Notre objectif est aussi de soutenir le développement des infrastructures. Nous avons annoncé plusieurs projets qui sont financés publiquement, tels que des routes, des ports, des réseaux électriques dans toute la région, pas seulement la RDC, notamment avec le très stratégique corridor [ferroviaire] de Lobito, qui relie les zones minières [congolaises] au port de Lobito, en Angola.
*Le fondateur et ancien PDG de la société de sécurité privée Blackwater, Erik Prince, aujourd’hui à la tête de l’entreprise Vectus Global, qui a signé un accord dans le secteur de la sécurité avec Kinshasa, est-il un acteur de la politique américaine en RDC ?
Non, il est à la tête d’une entreprise privée et celle-ci n’est liée à aucun des piliers sur lesquels nous travaillons.
*Autre crise majeure, le Soudan. En août, vous avez rencontré en Suisse le général Al-Bourhane. Pourriez-vous faire de même avec son rival, le général « Hemetti », de son vrai nom Mohammed Hamdan Daglo, et quelles seraient vos propositions pour arriver à un accord de paix ?

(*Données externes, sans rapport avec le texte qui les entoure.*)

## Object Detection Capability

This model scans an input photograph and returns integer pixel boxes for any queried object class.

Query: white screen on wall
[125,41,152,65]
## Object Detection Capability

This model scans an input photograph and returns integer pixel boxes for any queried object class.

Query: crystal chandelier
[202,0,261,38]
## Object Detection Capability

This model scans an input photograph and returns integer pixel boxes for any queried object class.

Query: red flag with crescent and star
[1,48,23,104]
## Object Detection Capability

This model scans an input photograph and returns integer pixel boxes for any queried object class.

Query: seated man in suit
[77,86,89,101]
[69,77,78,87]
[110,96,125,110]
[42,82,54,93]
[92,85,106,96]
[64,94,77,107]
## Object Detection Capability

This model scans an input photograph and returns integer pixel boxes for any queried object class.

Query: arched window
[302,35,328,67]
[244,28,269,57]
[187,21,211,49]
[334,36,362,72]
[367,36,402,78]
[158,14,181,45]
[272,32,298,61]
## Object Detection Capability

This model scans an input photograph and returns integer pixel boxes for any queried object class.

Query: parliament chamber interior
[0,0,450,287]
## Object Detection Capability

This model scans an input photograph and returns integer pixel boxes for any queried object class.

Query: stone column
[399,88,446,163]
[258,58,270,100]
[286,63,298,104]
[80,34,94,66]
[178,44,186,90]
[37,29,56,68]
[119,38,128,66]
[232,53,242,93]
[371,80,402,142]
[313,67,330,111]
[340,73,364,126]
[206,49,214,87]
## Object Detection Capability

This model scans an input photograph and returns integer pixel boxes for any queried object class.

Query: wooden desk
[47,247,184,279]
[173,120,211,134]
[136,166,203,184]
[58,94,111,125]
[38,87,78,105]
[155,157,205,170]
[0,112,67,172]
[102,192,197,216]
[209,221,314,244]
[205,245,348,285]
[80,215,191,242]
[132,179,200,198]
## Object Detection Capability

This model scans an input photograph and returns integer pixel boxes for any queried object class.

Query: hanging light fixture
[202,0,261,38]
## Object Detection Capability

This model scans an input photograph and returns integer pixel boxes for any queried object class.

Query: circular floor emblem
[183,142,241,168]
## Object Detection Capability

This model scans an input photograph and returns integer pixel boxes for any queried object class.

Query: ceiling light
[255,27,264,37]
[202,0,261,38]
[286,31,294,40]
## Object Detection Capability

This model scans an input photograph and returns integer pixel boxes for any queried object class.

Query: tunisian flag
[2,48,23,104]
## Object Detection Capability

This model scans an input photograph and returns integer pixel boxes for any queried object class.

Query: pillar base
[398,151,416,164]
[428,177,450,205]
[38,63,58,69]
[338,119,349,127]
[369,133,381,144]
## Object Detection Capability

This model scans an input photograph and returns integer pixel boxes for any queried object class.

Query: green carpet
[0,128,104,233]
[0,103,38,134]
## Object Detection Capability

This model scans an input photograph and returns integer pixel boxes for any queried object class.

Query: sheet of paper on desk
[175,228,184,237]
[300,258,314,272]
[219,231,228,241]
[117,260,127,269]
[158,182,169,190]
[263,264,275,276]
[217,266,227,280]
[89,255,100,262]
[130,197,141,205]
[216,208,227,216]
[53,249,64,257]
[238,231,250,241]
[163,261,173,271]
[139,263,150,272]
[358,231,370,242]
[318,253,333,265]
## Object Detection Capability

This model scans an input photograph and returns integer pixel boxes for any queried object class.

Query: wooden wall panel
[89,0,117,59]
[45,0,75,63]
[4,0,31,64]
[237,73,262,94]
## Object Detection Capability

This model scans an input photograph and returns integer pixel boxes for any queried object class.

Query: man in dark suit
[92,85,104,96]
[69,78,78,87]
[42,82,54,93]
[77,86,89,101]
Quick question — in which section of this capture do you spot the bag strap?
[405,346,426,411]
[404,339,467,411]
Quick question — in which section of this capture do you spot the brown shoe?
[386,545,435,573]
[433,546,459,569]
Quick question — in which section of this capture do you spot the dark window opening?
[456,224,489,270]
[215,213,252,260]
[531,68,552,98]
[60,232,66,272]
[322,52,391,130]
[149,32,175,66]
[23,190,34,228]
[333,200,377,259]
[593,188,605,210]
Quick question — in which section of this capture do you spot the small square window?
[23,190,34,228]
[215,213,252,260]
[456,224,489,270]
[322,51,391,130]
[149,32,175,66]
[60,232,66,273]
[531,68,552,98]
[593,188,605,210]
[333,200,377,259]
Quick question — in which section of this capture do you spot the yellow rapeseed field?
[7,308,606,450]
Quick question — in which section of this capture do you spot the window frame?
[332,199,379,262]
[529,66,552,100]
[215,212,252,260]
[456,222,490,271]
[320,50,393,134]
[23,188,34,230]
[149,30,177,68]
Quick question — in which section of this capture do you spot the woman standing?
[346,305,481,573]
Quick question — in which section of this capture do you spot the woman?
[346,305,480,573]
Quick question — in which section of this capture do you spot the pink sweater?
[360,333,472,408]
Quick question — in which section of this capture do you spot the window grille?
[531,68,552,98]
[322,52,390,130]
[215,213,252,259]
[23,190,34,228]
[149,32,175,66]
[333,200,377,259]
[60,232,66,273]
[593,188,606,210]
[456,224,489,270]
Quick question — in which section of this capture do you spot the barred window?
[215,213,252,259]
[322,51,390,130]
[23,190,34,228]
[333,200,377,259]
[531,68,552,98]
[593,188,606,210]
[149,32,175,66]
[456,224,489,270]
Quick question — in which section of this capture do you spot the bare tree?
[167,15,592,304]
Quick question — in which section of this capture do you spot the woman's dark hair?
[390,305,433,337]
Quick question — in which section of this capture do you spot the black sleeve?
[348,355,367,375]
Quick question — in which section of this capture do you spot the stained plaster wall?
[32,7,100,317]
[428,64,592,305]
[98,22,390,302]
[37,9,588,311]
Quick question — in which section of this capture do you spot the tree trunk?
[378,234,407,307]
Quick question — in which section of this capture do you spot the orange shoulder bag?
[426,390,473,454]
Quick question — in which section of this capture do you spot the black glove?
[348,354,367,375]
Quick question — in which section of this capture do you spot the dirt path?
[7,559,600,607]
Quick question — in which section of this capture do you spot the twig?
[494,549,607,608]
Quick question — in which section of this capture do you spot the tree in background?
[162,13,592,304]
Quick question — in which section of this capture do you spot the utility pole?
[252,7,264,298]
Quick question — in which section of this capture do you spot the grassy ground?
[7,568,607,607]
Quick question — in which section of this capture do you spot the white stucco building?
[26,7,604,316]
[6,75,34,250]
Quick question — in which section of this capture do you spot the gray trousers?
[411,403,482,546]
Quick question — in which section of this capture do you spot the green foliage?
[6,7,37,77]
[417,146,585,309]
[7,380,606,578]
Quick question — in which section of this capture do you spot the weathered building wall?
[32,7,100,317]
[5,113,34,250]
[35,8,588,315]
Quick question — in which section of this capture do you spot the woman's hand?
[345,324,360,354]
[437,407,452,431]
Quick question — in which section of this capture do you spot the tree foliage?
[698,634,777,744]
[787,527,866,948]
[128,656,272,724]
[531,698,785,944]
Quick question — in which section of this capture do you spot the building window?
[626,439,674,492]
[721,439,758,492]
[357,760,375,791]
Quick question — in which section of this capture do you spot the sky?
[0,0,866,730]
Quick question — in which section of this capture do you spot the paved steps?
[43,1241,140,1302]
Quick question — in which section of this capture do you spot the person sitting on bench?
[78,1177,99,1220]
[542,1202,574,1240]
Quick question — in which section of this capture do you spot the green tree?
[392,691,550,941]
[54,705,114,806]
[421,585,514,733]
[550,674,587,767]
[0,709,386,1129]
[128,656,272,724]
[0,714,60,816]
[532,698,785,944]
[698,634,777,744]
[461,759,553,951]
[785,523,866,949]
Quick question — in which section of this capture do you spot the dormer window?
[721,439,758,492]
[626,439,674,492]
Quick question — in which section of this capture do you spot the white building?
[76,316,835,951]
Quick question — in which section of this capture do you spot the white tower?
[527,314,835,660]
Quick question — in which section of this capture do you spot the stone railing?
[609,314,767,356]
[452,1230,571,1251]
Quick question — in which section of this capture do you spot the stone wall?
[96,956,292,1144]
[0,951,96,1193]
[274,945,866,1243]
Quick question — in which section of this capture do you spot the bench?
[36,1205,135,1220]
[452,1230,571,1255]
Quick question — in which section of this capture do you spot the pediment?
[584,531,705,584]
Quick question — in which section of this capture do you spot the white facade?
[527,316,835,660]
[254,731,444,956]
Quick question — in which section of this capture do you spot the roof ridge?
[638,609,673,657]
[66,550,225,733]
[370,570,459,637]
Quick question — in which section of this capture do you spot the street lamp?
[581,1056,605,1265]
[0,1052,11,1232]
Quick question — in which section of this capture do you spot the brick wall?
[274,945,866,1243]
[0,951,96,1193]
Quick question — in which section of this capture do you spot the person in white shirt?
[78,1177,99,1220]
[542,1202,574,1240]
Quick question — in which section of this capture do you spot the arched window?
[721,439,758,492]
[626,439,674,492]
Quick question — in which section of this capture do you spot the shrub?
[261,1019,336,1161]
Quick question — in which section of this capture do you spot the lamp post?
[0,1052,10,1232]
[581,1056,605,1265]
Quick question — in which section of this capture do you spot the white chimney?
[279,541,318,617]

Nous n’avons jamais fait d’annonce concernant une réunion spécifique, [et ce] pour le succès de nos actions, mais le plus important est que nous sommes engagés avec les deux côtés, l’armée et les Forces de soutien rapide [du général « Hemetti »]. La priorité absolue est d’obtenir des avancées dans la fourniture d’aide humanitaire alors que le Soudan est aujourd’hui la pire catastrophe humanitaire dans le monde, même si celle-ci ne reçoit pas l’attention nécessaire.
A El-Fasher, les gens mangent de la nourriture pour animaux [faute d’autre chose]. L’urgence c’est d’obtenir de l’aide pour eux. Nous devons donner beaucoup plus d’attention à cette catastrophe.
*A Washington, certaines personnalités influentes, comme le président de la sous-commission des affaires étrangères sur l’Afrique du Sénat, Ted Cruz, se disent favorables à une reconnaissance de l’indépendance du Somaliland. Votre administration l’est également ?
La politique de notre administration est très claire : nous défendons une Somalie unie et rien d’autre.
*Les Etats-Unis souhaitent-ils mettre un terme au mandat de la Mission des Nations unies pour l’organisation d’un référendum au Sahara occidental ?
Des discussions sont en cours et seront sans doute conclues la semaine prochaine. Attendons de voir ce qu’elles donneront, mais nous soutenons pleinement la souveraineté marocaine sur le Sahara occidental et son plan d’autonomie.